Sarà un progetto realizzato in tiratura limitata, destinato inizialmente al mercato giapponese, dal 2027, poi a quelli nord americani e al mercato australiano. Dell’Europa non c’è traccia nell'annuncio di Toyota, anche se per una sportivissima messa a punto al Nurburgring, fa strano che anche una piccola quota di vetture non venga offerta nel Vecchio Continente. Sarà un fronte da seguire con attenzione, per l’immediato valore collezionistico che avrebbe una Corolla GRMN.
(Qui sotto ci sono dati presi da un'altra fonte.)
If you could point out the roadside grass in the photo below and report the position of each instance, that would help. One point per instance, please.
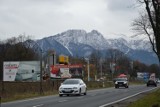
(23, 96)
(149, 100)
(33, 94)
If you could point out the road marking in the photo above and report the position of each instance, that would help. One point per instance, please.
(80, 97)
(38, 105)
(62, 101)
(126, 98)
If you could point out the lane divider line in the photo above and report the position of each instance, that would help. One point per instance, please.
(38, 105)
(126, 98)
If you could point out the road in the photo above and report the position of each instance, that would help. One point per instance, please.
(94, 98)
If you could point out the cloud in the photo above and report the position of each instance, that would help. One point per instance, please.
(42, 18)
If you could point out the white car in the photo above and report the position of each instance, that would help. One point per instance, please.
(72, 87)
(121, 82)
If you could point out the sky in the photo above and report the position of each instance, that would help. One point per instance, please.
(43, 18)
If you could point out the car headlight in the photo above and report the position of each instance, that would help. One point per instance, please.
(60, 88)
(125, 82)
(75, 88)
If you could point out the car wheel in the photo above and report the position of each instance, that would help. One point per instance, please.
(85, 93)
(79, 92)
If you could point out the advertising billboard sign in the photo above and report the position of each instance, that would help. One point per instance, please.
(66, 71)
(143, 75)
(21, 71)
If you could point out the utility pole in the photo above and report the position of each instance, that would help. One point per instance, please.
(88, 68)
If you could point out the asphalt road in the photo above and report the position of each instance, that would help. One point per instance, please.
(94, 98)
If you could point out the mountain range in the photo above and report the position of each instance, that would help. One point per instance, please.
(81, 43)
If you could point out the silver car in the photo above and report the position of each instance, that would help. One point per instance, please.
(72, 87)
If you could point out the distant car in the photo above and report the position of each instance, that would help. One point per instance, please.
(151, 83)
(121, 82)
(73, 87)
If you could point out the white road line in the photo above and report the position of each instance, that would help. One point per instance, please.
(62, 101)
(126, 98)
(38, 105)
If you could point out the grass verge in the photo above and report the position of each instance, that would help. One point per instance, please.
(149, 100)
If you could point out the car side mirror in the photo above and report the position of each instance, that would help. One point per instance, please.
(81, 84)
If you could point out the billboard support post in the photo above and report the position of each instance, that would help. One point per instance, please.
(41, 90)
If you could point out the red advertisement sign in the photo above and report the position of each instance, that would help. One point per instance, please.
(66, 71)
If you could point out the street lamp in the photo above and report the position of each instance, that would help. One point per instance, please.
(88, 68)
(41, 55)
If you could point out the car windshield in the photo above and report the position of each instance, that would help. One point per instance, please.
(70, 81)
(121, 79)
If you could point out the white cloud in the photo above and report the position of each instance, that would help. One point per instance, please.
(48, 17)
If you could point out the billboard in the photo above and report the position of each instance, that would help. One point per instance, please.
(21, 71)
(143, 75)
(66, 71)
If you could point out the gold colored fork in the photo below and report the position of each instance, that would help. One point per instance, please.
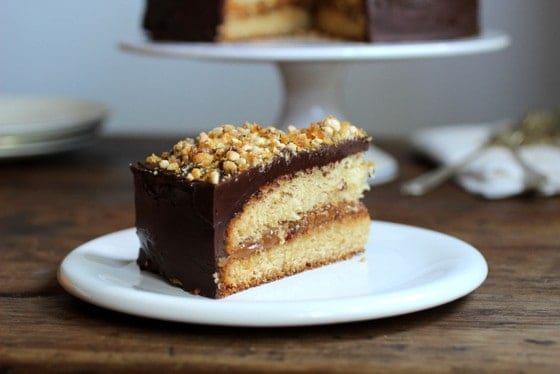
(537, 127)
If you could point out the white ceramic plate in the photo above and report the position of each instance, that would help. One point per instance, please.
(36, 125)
(291, 49)
(405, 269)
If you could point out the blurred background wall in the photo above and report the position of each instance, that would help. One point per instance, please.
(70, 48)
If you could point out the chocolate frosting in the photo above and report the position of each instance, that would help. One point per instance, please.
(193, 20)
(181, 225)
(396, 20)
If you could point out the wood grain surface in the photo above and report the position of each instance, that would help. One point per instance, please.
(50, 205)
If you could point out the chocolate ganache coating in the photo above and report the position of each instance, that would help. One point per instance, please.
(397, 20)
(181, 224)
(175, 20)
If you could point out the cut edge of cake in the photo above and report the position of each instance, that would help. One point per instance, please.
(304, 210)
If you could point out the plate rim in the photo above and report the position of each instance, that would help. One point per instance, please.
(306, 51)
(302, 312)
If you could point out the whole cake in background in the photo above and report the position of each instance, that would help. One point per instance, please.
(357, 20)
(237, 207)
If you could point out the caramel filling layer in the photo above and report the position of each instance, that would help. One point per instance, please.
(286, 231)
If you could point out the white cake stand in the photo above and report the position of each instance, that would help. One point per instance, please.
(313, 70)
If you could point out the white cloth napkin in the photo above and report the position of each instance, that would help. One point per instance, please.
(495, 174)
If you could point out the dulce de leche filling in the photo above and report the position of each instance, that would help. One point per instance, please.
(286, 231)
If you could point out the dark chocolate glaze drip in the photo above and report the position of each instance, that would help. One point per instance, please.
(398, 20)
(193, 20)
(181, 225)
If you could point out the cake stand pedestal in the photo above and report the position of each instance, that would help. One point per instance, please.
(313, 71)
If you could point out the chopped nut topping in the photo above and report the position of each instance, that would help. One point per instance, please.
(227, 150)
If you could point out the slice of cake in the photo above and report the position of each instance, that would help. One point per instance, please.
(225, 20)
(240, 206)
(357, 20)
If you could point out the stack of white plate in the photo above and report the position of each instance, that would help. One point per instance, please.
(32, 125)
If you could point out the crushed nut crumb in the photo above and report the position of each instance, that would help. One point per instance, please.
(227, 150)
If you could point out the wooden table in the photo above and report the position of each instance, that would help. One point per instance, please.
(49, 206)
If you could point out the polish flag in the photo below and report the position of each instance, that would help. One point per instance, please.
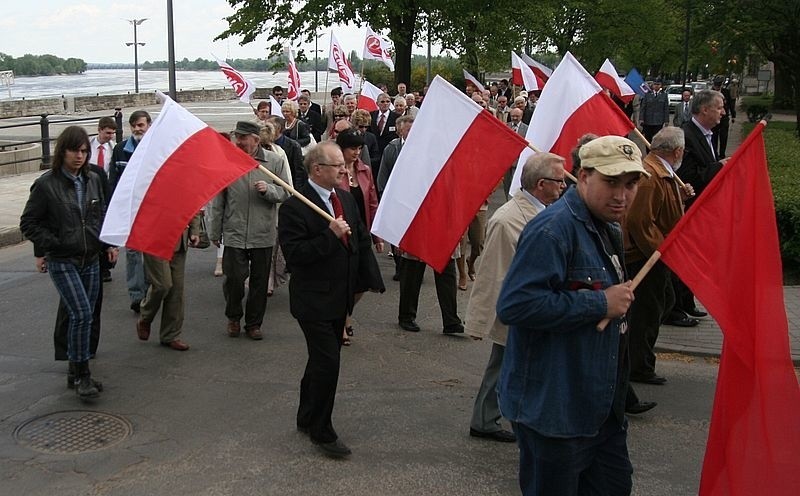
(542, 72)
(293, 89)
(377, 47)
(608, 78)
(179, 165)
(522, 75)
(443, 175)
(368, 98)
(572, 104)
(242, 86)
(337, 61)
(472, 81)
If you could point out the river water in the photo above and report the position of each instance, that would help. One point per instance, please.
(115, 81)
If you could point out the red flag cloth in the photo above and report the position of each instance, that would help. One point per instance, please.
(179, 165)
(726, 250)
(443, 174)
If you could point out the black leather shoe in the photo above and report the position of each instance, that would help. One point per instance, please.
(334, 449)
(684, 321)
(655, 380)
(640, 407)
(502, 436)
(409, 325)
(696, 312)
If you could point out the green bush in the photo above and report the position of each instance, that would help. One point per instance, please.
(783, 155)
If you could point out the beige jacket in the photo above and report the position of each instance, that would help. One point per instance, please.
(502, 234)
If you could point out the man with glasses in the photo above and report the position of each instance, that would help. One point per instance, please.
(326, 259)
Più coppia e e guidabilità al top

Non cambia la potenza del motore 1.6 litri tre cilindri turbo, sempre 305 cavalli come su Corolla GR. Cambia la coppia motrice,15 Nm in più (415 Nm complessivi) e, soprattutto, un lavoro dei tecnici per aumentare l’erogazione ai regimi medi del propulsore, tra i 3.600 e 4.800 giri/min che tanto spesso si usano in pista. Per dei punti in comune tra GRMN e GR, vi sono invece delle profonde differenze, a cominciare dalle sospensioni.
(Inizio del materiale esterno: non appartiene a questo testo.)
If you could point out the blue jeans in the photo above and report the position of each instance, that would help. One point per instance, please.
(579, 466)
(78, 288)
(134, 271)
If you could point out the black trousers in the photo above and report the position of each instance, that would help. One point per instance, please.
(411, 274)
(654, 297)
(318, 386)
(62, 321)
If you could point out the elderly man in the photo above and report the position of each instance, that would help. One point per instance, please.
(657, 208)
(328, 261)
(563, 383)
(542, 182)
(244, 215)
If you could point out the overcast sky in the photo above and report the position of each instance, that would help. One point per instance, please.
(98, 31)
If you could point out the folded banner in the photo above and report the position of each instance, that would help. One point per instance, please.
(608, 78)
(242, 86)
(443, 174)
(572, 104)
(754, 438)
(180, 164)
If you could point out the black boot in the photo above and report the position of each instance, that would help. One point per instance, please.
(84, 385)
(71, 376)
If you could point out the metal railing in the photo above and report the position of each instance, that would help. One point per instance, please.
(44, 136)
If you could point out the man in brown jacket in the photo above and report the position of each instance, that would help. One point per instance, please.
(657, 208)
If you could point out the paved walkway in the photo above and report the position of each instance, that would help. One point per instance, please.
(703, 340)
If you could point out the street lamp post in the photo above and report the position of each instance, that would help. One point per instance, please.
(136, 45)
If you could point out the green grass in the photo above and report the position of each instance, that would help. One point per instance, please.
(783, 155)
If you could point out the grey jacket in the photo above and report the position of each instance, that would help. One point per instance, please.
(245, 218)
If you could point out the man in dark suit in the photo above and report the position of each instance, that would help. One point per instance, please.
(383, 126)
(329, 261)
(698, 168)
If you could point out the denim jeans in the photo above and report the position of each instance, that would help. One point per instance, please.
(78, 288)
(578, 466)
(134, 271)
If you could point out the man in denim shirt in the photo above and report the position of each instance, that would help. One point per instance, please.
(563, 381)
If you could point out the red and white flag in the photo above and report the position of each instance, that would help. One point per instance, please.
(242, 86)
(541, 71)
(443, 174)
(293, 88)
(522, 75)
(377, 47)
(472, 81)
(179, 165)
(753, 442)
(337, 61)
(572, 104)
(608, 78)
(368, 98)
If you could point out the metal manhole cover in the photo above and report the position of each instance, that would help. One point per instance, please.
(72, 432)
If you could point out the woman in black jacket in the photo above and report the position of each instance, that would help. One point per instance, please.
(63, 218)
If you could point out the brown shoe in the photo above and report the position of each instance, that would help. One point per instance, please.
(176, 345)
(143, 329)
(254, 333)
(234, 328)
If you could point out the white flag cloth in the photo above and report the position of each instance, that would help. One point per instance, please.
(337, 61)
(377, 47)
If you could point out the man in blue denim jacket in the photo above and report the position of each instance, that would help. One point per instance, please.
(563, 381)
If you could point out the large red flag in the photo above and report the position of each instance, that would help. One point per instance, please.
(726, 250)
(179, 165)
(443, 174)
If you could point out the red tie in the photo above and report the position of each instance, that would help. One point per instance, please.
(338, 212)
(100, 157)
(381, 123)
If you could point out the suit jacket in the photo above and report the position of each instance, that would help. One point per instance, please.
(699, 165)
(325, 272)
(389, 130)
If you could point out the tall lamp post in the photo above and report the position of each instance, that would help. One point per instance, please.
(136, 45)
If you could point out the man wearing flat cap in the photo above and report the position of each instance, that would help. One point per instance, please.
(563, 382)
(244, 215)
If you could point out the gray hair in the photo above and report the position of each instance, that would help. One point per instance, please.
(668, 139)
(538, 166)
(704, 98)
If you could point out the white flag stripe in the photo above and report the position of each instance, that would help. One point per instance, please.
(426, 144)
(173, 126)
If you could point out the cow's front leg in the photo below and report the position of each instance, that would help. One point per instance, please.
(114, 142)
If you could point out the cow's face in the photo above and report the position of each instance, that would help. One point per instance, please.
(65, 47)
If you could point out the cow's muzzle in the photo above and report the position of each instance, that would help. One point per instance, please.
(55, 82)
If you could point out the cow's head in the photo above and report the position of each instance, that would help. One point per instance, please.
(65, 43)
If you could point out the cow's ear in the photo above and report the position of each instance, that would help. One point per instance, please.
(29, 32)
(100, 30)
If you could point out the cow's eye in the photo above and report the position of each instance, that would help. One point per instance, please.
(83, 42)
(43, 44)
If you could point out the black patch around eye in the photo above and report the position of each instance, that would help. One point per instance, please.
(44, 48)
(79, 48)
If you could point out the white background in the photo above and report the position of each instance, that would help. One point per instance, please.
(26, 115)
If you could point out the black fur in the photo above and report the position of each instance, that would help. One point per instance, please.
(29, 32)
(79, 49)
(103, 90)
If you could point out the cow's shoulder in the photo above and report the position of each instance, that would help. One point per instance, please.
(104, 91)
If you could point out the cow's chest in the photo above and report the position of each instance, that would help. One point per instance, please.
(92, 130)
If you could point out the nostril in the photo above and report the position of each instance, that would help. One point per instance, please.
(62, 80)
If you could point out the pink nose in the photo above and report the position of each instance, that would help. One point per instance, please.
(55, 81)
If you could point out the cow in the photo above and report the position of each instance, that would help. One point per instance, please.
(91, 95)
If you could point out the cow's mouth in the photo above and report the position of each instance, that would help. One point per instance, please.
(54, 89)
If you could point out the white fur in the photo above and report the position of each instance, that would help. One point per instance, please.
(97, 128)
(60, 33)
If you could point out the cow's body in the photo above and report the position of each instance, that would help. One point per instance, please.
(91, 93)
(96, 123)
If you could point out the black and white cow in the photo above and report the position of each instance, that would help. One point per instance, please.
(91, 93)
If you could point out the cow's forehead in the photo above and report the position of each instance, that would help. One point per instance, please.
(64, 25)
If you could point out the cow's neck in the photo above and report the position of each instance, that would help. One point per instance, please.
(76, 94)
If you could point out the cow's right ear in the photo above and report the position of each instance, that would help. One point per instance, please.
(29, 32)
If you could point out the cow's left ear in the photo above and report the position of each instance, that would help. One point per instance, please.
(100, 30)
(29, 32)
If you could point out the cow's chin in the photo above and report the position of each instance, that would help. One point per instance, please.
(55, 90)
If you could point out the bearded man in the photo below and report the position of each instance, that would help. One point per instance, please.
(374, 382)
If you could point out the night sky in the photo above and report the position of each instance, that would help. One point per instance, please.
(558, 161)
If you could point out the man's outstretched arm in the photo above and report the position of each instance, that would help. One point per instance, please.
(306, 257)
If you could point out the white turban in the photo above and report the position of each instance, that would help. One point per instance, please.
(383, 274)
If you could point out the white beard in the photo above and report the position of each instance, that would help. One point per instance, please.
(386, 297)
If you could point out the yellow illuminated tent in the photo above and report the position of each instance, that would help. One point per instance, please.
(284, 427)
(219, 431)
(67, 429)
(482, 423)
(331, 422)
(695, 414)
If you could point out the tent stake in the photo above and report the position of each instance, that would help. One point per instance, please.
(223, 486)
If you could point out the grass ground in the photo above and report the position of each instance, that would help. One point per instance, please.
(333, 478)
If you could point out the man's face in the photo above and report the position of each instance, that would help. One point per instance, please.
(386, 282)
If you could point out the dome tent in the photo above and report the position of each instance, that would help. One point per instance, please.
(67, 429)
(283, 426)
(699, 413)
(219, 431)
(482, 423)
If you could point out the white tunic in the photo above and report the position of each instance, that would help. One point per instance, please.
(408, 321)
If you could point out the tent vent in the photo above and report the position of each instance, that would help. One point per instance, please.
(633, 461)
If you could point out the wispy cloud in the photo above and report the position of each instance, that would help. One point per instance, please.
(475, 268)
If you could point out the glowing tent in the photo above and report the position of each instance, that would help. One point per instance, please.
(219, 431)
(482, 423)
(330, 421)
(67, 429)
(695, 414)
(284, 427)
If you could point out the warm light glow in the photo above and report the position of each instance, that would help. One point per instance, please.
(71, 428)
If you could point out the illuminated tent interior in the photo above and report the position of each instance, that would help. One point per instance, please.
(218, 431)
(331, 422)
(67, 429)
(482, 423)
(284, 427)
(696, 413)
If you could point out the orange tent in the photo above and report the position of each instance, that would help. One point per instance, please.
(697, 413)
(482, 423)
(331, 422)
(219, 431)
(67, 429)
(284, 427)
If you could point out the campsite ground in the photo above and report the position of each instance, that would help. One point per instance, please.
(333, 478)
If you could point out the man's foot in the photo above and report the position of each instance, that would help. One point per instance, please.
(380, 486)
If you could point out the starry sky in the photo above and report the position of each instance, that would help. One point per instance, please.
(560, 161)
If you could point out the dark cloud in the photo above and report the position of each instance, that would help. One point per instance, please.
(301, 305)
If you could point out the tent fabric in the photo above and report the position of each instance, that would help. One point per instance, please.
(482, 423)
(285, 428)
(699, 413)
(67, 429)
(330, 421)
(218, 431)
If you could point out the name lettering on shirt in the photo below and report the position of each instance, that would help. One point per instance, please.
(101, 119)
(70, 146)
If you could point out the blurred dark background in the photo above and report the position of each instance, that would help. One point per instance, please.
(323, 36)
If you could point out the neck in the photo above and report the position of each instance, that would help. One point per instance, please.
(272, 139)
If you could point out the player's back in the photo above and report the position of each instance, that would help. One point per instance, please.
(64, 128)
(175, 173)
Gli ammortizzatori sono dei monotubo anziché bitubo, quindi con steli che lavorano su un maggior volume idraulico e con affinamenti pensati per aumentare l’aderenza in curva. Tra gli interventi mirati, Toyota ha confermato l’installazione di una molla interna allo stelo, il cui compito è di contrastare l’estensione dell’ammortizzatore della ruota interna alla curva, “scarica”, perché riguadagni grip. Un lavoro congiunto con la barra antirollio. Sempre restando sul tema ammortizzatori, la corsa degli steli è stata ridotta di 1 millimetro, in ragione delle esigenze dell’asfalto (per nulla perfetto) del Nurburgring.
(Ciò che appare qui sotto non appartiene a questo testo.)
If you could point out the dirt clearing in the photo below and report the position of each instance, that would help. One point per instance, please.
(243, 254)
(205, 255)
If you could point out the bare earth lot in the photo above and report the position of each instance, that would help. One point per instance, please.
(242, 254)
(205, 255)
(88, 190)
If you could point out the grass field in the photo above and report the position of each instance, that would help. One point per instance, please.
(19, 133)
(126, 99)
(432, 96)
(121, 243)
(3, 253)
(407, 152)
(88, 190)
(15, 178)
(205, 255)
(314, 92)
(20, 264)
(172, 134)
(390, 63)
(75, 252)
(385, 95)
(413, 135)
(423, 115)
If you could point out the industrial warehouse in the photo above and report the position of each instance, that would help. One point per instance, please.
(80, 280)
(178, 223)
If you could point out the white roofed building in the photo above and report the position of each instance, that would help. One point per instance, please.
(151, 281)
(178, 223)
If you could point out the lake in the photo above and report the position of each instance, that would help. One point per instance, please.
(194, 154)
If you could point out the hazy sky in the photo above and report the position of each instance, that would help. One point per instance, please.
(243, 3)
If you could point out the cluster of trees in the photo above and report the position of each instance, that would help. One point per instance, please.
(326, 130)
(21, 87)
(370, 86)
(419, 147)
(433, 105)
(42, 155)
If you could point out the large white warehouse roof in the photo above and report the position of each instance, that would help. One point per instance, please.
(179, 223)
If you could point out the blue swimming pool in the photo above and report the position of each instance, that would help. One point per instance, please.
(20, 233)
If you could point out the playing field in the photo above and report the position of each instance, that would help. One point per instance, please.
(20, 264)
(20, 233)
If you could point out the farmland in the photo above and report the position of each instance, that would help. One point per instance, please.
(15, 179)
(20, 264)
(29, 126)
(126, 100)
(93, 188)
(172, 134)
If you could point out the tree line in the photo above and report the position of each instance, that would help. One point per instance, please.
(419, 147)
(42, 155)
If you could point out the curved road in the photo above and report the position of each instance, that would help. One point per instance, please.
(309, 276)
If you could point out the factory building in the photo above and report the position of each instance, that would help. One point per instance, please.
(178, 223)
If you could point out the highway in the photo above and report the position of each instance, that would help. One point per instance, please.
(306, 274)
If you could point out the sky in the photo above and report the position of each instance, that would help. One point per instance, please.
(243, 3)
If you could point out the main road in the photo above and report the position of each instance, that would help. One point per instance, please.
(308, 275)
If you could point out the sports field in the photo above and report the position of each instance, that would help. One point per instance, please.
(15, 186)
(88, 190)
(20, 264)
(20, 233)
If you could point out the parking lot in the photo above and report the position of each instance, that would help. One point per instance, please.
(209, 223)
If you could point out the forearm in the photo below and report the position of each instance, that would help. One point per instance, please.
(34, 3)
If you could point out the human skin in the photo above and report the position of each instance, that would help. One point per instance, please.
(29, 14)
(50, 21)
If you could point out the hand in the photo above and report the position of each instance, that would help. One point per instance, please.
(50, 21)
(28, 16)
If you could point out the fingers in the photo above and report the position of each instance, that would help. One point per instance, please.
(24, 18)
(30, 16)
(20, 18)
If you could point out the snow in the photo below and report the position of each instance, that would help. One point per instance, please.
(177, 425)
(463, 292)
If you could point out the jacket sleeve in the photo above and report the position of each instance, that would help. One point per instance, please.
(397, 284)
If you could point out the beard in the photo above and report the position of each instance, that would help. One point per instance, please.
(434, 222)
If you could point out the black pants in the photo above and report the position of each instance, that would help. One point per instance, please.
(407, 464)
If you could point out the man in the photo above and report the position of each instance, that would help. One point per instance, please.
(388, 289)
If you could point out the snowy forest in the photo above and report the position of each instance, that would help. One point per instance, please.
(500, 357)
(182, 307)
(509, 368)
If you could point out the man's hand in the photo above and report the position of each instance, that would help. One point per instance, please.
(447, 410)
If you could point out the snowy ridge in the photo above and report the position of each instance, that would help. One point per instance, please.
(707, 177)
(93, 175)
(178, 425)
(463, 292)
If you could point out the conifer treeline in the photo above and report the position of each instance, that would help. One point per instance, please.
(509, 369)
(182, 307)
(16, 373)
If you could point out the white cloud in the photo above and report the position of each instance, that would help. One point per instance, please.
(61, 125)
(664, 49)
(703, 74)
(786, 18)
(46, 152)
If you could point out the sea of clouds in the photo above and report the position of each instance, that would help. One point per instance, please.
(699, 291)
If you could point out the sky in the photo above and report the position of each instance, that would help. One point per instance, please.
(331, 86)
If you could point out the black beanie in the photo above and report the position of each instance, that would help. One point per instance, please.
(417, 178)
Quattro ruote motrici e servosterzo rivisti

La regolazione elettronica della trazione quattro ruote motrici è specifica su Corolla GRMN, come lo è la taratura del servosterzo, modificata per garantire anche sulle curve con elevate forze G un livello di assistenza omogeneo. Che si tratta di una supersportiva specializzata lo testimonia anche la scelta di eliminare i sedili posteriori, per dar vita a una due posti e con le sedute installate proprio come sulla Corolla che negli ultimi anni ha corso la serie giapponese Super Taikyu, sviluppando il motore a combustione di idrogeno. L’eliminazione dei sedili posteriori e l’alleggerimento della struttura degli anteriori ha permesso di risparmiare 30 kg di peso, che si attesta a 1.450 kg. Sarà disponibile in futuro anche un'alternativa Corolla Morizo RR, in configurazione 5 posti.

Quanto alla veste aerodinamica, l’intero bodykit è specifico per la GRMN e spicca la presenza di un’ala posteriore regolabile su 5 livelli, ciascuno con differenze di incidenza di 1 grado. I cerchi, sempre da 18 pollici e forgiati, come su Corolla GR, si differenziano perché calzano gomme da 245 mm anziché 235 mm di battistrada, nella specifica Michelin Pilot Sport Cup 2.

Un altro particolare della meccanica ottimizzato su GRMN riguarda l’intercooler, dotato di spray d’acqua oltre al normale funzionamento aria-aria.